The SEC requires all mutual funds to show both their before- and after-tax returns. The differences between what a fund is reportedly earning, and what a fund is earning after taxes are paid on the dividends and capital gains, can be quite striking. If you plan to hold mutual funds in a taxable account, be sure to check out these historical returns in the mutual fund prospectus to see what kind of taxes you might be likely to incur. 

Selecting a Financial Professional 

Are you the type of person who will read as much as possible about potential investments and ask questions about them? If so, maybe you don’t need investment advice. But if you’re busy with your job, your children, or other responsibilities, or feel you don’t know enough about investing on your own, then you may need professional investment advice.  You should consider consulting with a Board Certified Wealth Manager, Certified Portfolio Manager or Master Financial Professional Planner. 

Investment professionals offer a variety of services at a variety of prices. It pays to comparison shop. 

You can get investment advice from most financial institutions that sell investments, including brokerages, banks, mutual funds, and insurance companies. You can also hire a broker, an investment adviser, an accountant, a financial planner, or other professional to help you make investment decisions. 

 

Choosing someone to help you with your investments is one of the most important investment decisions you will ever make. While most investment professionals are honest and hardworking, you must watch out for those few unscrupulous individuals. They can make your life’s savings disappear in an instant. 

Securities regulators and law enforcement officials can and do catch these criminals. But putting them in jail doesn’t always get your money back. Too often, the money is gone. The good news is you can avoid potential problems by protecting yourself. 

Let’s say you’ve already met with several investment professionals based on recommendations from friends and others you trust, and you’ve found someone who clearly understands your investment objectives. Before you hire this person, you still have more homework. 

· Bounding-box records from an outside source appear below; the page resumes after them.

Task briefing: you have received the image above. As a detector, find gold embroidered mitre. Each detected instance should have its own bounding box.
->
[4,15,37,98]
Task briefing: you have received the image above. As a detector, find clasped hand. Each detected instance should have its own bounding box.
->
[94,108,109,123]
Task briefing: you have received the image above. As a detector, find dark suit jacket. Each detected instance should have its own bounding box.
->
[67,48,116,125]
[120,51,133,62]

Make sure the investment professional and her firm are registered with the SEC and licensed to do business in your state. And find out from your state’s securities regulator whether the investment professional or her firm have ever been disciplined, or whether they have any complaints against them. You should also find out as much as you can about any investments that your investment professional recommends. First, make sure the investments are registered. Keep in mind, however, the mere fact that a company has registered and files reports with the SEC doesn’t guarantee that the company will be a good investment. Likewise, the fact that a company hasn’t registered and doesn’t file reports with the SEC doesn’t mean the company is a fraud. Still, you may be asking for serious losses if, for instance, you invest in a small, thinly traded company that isn’t widely known solely on the basis of what you may have read online.  Be wary of promises of quick profits, offers to share “inside information,” and pressure to invest before you have an opportunity to investigate.  

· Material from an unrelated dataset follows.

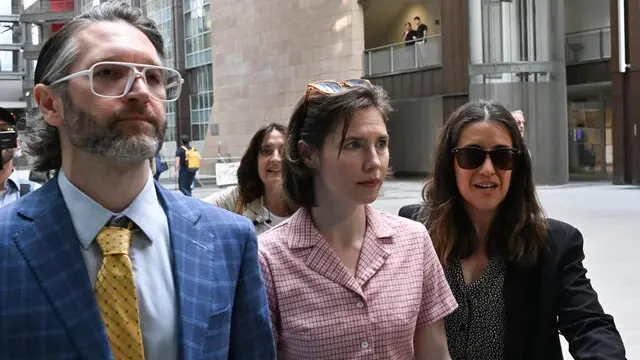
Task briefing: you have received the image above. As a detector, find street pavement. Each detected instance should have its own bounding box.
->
[188,180,640,359]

Ask your investment professional for written materials and prospectuses, and read them before you invest. If you have questions, now is the time to ask. 

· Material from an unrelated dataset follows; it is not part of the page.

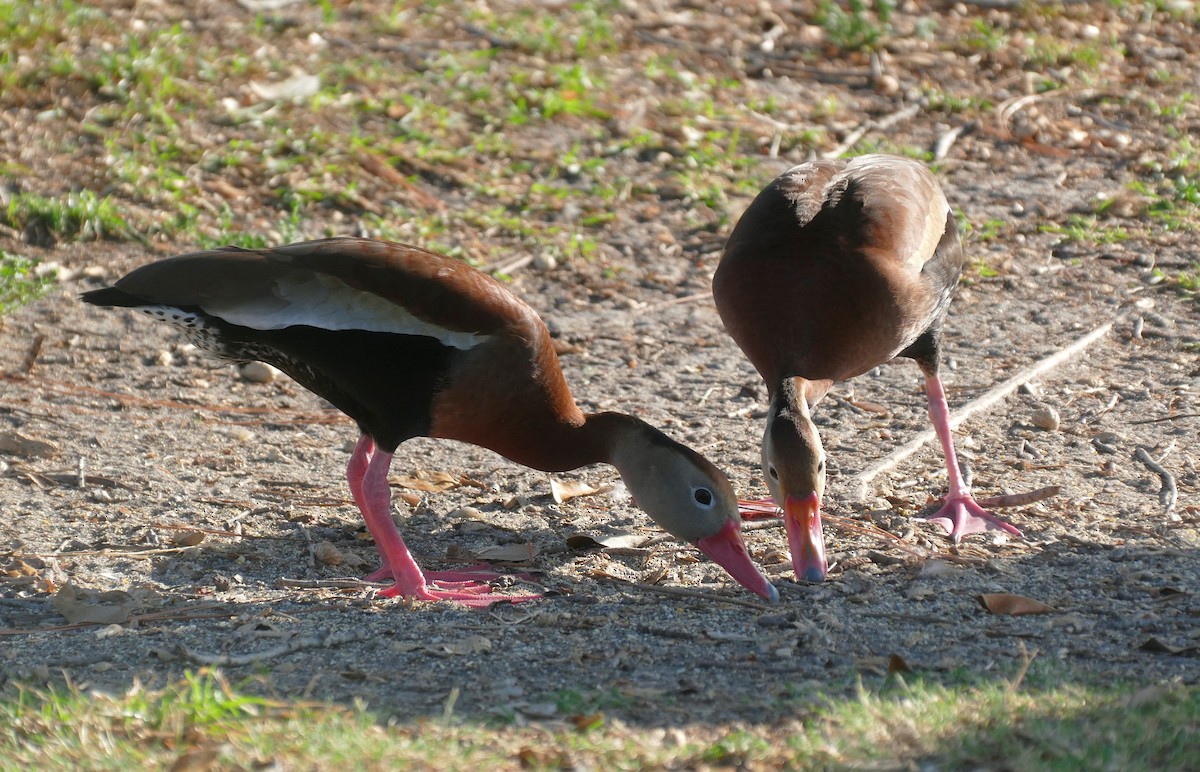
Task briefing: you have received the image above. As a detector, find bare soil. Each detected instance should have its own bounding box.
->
[0,4,1200,726]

  • How will the investment make money?  
  • How is this investment consistent with my investment goals?  
  • What must happen for the investment to increase in value?  
  • What are the risks?  
  • Where can I get more information?  

  

 

What If I Have a Problem? 

Finally, it’s always a good idea to write down everything your investment professional tells you. Accurate notes will come in handy if ever there’s a problem.  

Some investments make money. Others lose money. That’s natural, and that’s why you need a diversified portfolio to minimize your risk. But if you lose money because you’ve been cheated, that’s not natural, that’s a problem.